Пятый час пополудни. Солнце стало клониться к западу, одетое с утра темными тучами, предвещающими грозу… От орудийных залпов, от клубов дыма, сдается, темнеют эти тучи, становятся гуще, быстрее набегают на солнце и отнимают у земли его свет и тепло. Пот и кровь покрывают лица людей, которые без устали продолжают убивать друг друга… Но россияне явно берут перевес…
Еще полчаса — и они двинут на польские отряды столько штыков, что раздавят, разгонят армию польскую…
Бледный, с запекшимися губами, с блуждающим взором, хриплым голосом отдает приказ Скшинецкий:
— Кицкому генералу с уланами надо сильно ударить на россиян! А дивизия Каменского пусть идет за ними, в атаку… В штыки!..
Готов был уже пришпорить коня ординарец, но задержался по знаку генерала графа Солтыка, стоящего тут же.
— Пусть извинит меня пан генерал, — поспешно обратился к Скшинецкому Солтык, — кавалерия, что она может сделать там, на вязком берегу реки, да еще поросшей кустами?.. Затем, генерал, может быть, забыл, дивизия Каменского — наш последний резерв… До вечера еще далеко… Расстройство в армии полное… Офицеры выбиты на три четверти… Пал генерал Богуславский, Пац ранен дважды… Кицкому, Каменскому то же самое предстоит!
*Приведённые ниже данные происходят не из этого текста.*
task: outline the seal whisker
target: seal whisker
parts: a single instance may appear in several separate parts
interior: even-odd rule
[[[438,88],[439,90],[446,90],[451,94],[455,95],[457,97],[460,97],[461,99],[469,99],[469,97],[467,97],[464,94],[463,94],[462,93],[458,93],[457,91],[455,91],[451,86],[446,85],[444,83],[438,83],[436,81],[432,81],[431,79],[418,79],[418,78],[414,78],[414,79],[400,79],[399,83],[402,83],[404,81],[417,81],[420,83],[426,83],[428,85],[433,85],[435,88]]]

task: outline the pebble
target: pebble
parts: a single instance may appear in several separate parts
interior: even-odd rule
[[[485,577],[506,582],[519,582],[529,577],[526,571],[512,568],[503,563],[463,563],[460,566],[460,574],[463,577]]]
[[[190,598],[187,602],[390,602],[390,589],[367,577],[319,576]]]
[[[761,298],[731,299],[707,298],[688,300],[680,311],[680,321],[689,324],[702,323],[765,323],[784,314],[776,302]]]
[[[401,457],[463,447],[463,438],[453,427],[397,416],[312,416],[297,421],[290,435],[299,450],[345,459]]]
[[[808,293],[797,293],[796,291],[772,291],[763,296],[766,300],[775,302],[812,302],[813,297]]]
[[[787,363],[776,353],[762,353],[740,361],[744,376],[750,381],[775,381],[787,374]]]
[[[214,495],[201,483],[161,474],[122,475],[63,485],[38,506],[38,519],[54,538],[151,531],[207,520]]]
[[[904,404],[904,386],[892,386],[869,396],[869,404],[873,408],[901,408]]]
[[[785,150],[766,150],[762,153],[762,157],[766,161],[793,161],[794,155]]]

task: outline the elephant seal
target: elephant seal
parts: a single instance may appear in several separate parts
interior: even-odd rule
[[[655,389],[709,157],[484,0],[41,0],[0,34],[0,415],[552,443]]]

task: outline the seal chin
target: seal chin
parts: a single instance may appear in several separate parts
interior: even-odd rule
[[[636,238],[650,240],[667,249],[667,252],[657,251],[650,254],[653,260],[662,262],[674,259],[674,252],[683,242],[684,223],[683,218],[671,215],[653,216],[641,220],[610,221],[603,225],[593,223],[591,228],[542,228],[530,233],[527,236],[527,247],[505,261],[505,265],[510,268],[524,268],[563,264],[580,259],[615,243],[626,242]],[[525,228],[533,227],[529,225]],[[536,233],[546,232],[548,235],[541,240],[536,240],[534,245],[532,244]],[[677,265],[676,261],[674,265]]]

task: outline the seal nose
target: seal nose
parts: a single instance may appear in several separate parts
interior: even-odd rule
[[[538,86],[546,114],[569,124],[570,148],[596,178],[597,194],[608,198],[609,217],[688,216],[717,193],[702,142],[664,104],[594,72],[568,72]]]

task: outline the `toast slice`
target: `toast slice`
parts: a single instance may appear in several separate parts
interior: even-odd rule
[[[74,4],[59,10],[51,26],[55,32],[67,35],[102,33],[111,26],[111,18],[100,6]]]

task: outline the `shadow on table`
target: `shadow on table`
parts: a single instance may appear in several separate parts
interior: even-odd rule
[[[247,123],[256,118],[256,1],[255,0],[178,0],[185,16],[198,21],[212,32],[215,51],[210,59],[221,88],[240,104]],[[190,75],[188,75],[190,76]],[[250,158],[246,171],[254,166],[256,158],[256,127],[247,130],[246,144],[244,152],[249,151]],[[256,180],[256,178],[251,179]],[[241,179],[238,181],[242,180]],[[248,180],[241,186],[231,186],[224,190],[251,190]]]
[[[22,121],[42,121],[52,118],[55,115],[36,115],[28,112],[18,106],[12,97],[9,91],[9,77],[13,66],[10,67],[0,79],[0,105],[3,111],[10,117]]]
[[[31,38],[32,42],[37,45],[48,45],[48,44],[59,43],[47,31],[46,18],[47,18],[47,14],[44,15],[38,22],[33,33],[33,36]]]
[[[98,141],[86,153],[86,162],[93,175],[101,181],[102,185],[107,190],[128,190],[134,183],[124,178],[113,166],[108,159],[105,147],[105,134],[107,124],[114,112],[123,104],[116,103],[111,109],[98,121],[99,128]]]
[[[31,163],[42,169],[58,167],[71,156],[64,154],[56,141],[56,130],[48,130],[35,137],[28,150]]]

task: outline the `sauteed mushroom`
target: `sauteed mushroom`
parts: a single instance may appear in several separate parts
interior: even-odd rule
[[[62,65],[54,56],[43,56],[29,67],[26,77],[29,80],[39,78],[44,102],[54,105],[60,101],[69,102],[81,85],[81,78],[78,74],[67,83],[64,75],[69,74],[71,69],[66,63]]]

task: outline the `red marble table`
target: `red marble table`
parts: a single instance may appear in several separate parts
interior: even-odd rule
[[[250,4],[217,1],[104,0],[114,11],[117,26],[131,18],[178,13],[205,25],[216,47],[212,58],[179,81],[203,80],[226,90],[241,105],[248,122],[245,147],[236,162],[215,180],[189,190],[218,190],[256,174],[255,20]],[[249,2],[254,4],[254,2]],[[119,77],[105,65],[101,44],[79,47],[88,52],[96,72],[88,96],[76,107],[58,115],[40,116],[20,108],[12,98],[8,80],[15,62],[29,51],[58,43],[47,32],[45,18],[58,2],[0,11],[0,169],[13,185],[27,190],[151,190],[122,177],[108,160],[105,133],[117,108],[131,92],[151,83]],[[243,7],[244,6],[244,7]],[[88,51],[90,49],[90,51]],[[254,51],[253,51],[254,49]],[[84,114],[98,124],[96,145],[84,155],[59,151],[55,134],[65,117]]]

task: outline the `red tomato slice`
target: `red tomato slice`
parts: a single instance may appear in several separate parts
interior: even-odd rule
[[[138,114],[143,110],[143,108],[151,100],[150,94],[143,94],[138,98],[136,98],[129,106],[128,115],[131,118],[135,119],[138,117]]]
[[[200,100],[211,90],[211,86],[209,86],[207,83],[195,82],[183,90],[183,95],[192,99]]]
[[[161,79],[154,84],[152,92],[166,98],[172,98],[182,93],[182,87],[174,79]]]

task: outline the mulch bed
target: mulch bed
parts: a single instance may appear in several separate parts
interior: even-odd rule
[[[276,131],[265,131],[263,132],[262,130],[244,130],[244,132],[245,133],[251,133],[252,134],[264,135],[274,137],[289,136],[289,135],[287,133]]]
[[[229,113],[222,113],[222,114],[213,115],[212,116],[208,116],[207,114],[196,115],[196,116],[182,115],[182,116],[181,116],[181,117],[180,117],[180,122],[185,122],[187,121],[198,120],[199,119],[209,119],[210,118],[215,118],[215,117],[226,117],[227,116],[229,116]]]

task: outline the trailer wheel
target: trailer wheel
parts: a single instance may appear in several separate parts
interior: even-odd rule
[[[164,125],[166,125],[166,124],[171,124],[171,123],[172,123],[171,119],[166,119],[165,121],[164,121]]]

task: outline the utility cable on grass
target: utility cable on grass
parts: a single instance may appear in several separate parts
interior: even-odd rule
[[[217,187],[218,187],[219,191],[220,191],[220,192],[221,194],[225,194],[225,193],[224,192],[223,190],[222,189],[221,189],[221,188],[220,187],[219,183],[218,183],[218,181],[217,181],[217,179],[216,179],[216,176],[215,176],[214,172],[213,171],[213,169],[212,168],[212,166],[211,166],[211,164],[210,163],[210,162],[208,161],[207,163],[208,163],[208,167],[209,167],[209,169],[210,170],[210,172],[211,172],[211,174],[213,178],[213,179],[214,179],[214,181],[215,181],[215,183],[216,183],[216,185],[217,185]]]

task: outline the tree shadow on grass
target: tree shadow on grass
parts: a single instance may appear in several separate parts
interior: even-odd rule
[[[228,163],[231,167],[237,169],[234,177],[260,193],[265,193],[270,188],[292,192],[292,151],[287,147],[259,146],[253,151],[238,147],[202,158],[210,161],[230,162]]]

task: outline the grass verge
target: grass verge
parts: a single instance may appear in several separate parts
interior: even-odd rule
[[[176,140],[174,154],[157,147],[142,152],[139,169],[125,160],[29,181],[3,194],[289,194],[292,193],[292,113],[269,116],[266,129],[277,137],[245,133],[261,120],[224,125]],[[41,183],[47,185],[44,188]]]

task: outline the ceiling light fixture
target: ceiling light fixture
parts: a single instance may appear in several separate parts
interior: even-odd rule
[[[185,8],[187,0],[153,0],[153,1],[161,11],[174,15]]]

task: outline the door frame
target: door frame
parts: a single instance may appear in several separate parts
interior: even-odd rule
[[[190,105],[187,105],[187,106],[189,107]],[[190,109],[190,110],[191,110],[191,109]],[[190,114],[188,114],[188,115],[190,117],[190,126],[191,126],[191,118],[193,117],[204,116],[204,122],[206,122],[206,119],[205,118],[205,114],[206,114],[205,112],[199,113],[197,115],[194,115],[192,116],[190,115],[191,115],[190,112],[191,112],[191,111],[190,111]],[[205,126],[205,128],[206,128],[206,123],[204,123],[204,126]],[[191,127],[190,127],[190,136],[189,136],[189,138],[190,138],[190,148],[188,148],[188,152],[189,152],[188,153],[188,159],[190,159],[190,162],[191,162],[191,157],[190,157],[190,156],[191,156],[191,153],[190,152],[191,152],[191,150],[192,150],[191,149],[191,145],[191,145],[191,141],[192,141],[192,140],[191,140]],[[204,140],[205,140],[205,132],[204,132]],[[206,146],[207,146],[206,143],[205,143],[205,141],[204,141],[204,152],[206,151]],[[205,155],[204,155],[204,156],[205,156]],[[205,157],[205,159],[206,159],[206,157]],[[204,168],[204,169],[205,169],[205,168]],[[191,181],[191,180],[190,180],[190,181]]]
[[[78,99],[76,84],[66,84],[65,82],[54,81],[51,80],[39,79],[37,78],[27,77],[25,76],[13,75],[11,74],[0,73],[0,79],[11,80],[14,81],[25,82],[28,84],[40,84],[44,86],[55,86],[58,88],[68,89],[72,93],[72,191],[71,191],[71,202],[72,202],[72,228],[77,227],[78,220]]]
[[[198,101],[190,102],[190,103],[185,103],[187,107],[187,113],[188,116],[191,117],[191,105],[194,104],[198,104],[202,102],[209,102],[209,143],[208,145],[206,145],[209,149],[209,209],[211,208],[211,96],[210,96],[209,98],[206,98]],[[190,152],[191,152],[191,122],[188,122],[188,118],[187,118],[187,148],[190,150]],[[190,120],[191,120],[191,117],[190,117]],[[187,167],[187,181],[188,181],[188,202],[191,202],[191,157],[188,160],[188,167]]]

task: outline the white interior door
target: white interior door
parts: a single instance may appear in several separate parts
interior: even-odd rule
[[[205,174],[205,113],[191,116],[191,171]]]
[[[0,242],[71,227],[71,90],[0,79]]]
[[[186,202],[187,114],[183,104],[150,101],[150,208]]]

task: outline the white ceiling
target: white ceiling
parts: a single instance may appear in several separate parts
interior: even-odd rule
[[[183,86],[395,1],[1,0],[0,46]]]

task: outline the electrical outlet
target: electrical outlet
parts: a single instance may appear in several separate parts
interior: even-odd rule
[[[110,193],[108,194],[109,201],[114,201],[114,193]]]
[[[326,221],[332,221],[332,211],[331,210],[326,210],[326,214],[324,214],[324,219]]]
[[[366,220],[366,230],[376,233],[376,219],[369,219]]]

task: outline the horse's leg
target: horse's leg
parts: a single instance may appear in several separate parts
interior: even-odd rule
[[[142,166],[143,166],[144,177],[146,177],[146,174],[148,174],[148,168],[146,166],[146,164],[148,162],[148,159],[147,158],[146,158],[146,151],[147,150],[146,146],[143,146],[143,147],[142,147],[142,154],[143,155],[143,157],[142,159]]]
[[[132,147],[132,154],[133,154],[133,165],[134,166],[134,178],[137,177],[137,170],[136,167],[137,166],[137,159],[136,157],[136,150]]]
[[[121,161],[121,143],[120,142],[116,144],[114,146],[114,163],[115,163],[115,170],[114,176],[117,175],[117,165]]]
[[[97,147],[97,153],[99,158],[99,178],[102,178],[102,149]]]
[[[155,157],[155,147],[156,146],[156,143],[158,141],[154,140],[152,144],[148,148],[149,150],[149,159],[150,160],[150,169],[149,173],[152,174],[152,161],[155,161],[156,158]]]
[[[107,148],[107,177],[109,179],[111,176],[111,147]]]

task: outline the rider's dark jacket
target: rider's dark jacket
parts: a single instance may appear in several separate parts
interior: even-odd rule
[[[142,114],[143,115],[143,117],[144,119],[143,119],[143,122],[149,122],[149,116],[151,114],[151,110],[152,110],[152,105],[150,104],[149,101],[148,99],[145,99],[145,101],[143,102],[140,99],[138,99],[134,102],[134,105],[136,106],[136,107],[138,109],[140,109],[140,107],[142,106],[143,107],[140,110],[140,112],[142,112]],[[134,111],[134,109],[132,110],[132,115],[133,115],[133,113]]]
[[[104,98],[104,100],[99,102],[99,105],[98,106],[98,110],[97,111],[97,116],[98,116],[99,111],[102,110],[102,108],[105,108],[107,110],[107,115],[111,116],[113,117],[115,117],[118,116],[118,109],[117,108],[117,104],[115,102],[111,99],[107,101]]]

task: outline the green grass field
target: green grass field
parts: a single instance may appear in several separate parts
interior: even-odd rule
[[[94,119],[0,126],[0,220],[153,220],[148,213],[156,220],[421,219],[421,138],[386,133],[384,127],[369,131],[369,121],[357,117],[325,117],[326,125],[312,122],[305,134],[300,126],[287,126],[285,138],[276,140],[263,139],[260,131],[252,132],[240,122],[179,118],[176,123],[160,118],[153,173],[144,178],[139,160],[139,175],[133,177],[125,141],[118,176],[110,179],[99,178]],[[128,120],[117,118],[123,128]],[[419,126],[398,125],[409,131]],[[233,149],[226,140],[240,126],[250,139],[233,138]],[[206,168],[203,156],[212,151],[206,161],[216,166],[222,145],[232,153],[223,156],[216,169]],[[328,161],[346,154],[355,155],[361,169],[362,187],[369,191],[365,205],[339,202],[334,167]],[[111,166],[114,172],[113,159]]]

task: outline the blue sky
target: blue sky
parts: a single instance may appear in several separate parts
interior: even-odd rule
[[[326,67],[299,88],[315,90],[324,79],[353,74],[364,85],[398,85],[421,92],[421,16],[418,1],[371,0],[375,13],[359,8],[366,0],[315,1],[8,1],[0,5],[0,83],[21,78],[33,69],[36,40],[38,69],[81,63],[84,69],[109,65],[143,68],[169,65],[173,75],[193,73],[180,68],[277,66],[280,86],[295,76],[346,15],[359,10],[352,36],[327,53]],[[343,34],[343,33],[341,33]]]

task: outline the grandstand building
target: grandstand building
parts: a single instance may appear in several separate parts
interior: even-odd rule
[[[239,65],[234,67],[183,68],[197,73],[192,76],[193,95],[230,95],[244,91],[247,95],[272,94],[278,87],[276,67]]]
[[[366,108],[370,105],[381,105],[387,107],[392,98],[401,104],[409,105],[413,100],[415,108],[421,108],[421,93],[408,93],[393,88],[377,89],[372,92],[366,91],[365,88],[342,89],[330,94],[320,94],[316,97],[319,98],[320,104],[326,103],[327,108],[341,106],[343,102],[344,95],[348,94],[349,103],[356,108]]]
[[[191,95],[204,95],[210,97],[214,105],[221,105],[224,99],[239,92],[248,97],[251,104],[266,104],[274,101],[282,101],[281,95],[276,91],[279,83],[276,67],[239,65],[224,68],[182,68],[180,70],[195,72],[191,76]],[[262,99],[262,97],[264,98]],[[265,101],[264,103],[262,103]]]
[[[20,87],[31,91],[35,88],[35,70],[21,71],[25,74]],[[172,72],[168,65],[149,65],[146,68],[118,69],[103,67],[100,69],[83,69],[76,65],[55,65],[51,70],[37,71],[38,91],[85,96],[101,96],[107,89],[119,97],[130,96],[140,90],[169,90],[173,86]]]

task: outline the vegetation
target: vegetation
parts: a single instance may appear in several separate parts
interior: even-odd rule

А главное, если Каменский… если эта последняя дивизия будет разбита, в чем сомневаться нельзя, мы лишены тогда последнего прикрытия в момент отступления!.. Придется не отступать, а бежать… Плен грозит всей нашей армии… Вернее, той половине, которая еще цела… А другая половина?.. Вон они, устилают широкие луга перед мостами… Наши славные солдаты!.. Подумай, генерал… Не посылай улан! Не рискуй и последним резервом своим! Не трогай Каменского!